Monday, 10 December 2012

Yet another reason for me to adore Colin Morgan, as if I needed it!!

shut-up-merlin:
Katie: When you get down the end of filming on Merlin it tends to be a bit of a scramble because we have a lot to do and not very much time to do it so we tend to have more than one unit filming at any given time. And on my last day, I happened to be filming not on the main unit, on the second unit, which had crew dailies that hadn’t been there for the final year. So I was looking at spending my last day and my last scene with a lot of people I didn’t know. I was feeling not great about it but my last scene was with Colin and with a director we really liked so I was like, “At least we’ll have that.” We’re doing the scene, and halfway through, the AD comes up to me and says, “Katie, we’re so up against it. Colin needs to be in 2 places at once, we’re gonna have to pull him off your scene.
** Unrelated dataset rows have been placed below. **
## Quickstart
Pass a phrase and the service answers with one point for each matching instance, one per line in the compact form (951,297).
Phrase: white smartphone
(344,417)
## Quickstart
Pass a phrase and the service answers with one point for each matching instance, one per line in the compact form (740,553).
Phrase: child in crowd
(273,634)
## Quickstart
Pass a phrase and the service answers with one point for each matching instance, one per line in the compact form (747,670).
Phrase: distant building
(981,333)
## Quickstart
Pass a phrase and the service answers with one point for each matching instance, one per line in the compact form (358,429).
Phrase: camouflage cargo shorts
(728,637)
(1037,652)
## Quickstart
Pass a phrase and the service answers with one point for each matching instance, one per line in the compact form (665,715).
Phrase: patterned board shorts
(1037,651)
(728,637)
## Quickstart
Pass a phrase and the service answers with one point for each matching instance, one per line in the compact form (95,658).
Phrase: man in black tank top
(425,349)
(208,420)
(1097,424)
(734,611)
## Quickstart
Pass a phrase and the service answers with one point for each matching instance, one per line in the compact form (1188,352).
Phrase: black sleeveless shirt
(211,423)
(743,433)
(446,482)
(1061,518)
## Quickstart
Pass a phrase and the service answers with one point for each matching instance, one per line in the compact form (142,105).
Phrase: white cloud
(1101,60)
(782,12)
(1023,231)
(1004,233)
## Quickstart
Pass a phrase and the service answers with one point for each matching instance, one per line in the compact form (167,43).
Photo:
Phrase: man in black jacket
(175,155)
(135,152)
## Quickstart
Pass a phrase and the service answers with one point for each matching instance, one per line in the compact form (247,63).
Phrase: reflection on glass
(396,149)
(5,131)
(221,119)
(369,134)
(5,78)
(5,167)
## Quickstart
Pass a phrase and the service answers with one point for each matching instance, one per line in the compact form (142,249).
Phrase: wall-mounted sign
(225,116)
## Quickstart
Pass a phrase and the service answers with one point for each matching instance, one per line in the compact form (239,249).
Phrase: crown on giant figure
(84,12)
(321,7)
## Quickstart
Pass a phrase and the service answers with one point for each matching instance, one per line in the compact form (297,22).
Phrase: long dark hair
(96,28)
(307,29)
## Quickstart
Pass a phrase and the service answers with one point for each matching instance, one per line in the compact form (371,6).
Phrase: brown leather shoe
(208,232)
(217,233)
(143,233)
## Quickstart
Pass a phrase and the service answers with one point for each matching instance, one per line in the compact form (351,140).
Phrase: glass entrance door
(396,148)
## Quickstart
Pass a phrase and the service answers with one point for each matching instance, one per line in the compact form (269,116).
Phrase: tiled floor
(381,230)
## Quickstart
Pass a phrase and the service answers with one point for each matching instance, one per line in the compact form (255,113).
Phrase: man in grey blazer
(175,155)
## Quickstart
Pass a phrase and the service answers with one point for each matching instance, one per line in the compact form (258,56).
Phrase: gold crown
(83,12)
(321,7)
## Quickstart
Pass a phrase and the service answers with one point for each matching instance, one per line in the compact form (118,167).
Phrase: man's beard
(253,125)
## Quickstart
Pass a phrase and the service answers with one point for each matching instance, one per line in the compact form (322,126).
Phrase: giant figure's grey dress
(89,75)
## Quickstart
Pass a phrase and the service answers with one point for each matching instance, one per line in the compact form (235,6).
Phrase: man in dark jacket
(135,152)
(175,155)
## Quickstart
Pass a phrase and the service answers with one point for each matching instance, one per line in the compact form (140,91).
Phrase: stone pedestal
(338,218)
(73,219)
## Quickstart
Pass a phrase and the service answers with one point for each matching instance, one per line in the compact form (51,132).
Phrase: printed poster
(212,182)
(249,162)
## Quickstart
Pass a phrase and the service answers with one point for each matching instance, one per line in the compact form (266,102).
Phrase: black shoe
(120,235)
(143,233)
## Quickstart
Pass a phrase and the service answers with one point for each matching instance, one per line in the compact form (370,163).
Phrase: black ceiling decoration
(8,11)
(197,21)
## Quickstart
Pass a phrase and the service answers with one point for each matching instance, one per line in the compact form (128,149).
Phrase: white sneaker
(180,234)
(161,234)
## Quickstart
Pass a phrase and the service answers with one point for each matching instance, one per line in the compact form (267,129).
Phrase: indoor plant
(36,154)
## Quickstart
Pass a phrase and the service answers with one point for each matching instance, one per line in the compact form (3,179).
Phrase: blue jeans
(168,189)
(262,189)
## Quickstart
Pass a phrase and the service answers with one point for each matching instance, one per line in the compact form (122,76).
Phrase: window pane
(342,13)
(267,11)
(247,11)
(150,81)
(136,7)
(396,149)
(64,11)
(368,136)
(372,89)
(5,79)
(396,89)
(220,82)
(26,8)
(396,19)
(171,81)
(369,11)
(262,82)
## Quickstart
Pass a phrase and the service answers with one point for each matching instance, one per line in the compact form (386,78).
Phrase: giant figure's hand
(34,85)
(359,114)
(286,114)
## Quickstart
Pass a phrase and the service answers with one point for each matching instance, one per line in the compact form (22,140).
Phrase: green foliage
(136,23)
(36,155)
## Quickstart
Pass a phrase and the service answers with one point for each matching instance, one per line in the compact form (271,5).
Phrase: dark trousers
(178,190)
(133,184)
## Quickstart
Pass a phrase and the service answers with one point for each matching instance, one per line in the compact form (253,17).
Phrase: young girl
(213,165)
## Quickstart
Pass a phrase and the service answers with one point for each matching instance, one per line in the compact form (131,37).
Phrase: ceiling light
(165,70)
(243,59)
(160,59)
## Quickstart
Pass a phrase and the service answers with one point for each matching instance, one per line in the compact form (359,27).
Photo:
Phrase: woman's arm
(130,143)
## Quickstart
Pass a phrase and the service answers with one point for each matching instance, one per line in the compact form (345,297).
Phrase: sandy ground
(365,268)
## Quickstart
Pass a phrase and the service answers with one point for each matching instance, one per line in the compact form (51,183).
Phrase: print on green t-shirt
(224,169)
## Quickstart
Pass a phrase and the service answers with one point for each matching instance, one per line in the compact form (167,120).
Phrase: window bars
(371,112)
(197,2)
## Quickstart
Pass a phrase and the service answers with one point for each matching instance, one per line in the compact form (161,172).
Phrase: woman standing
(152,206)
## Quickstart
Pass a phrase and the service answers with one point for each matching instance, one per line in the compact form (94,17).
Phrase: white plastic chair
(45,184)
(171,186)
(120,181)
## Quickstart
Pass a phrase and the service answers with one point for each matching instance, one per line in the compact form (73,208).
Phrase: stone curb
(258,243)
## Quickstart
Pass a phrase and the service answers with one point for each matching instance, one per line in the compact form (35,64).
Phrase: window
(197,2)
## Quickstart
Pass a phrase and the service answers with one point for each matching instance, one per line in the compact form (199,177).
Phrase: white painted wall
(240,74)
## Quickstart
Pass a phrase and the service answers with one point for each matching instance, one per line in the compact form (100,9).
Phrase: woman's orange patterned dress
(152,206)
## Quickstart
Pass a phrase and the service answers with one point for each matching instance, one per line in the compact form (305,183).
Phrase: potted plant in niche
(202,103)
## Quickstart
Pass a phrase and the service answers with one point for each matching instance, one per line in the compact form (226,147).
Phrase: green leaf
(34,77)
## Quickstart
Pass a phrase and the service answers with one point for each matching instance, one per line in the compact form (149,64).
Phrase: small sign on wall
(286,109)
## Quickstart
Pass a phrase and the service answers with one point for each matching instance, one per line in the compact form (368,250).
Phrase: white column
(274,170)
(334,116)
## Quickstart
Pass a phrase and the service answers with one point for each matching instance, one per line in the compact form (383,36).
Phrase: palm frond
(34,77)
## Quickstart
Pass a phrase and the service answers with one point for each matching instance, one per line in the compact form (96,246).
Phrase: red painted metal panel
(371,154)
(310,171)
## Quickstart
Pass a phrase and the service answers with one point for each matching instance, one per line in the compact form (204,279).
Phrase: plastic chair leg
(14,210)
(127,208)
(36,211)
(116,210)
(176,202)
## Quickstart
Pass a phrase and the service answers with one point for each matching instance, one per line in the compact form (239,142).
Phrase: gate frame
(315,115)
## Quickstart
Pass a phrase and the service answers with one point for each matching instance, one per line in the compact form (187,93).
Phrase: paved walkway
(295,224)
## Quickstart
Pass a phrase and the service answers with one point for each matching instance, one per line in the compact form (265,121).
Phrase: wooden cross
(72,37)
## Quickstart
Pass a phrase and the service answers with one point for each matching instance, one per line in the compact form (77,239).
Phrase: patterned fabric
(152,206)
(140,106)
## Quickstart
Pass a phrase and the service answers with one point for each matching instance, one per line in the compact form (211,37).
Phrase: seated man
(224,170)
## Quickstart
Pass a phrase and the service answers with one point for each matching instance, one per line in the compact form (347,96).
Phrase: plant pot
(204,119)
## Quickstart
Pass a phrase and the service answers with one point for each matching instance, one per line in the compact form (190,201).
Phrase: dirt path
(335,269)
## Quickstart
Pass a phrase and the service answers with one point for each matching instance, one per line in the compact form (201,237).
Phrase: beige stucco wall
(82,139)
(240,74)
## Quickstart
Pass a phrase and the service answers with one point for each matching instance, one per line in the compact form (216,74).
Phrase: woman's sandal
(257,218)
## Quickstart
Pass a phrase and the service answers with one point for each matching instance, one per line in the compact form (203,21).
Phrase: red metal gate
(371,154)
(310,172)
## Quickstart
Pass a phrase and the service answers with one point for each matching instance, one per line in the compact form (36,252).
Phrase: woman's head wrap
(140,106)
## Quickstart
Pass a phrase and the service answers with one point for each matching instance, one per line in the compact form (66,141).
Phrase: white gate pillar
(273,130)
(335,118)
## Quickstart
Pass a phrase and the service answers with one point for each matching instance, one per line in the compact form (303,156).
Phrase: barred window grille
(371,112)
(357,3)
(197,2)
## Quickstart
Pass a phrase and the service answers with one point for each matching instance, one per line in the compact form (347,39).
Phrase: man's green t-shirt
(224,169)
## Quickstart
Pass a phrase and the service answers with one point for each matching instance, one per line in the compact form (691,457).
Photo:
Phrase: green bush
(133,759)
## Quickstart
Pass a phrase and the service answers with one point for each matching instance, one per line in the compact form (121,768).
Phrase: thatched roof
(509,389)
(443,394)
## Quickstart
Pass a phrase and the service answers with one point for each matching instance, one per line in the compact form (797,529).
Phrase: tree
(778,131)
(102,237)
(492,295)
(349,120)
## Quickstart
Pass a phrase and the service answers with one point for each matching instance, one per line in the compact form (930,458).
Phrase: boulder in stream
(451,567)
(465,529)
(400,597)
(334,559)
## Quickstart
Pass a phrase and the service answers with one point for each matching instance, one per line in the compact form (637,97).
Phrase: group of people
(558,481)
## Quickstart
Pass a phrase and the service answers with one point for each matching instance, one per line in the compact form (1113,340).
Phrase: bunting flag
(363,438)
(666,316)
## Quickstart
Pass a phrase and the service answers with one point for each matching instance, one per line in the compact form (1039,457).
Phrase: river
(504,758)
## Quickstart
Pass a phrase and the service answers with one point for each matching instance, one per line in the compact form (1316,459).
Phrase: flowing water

He’s gonna do his close-up, he’s gonna do the wide, and then we’re just gonna have someone else read in his lines for you.” So I’m like, I have no actor, I have no nothing, I’m with all these people I don’t know, it’s my last day of 5 years, and I start to get really upset. I don’t realize that Colin is on the other set and has– we had talked about it earlier on in the day, he was gonna come over and do my clapper board– and he discovers that he is not going to be allowed to come over to do my final scene with me, not even read in for me. So he organizes with the AD to give him the nod, and what we did was, on the second unit we would wait for Colin to do a take on the main unit, Colin would run over, he’d do my lines, then he’d run back. So he’s running back and forth between the two. Second unit’s standing down and waiting for him. He comes to my last take, and he does the clapper board and I’m waiting for the golden wrap, which is where everybody goes around and gives you a goodbye and a well done, and nothing happens. Colin’s just standing there. What I don’t realize is that Colin has refused to go back to the main unit until everyone from that unit comes over, everybody comes down from production, about 150 people, came down, waited 5 minutes– he refused to go back!– ‘til I got my proper golden wrap. I wouldn’t have gotten that had he not been so stubborn. So my final day, instead of being me with a load of people I didn’t know who didn’t really care, I got the entire crew and Colin Morgan– giving me a round of applause. The man’s a legend, is my short story.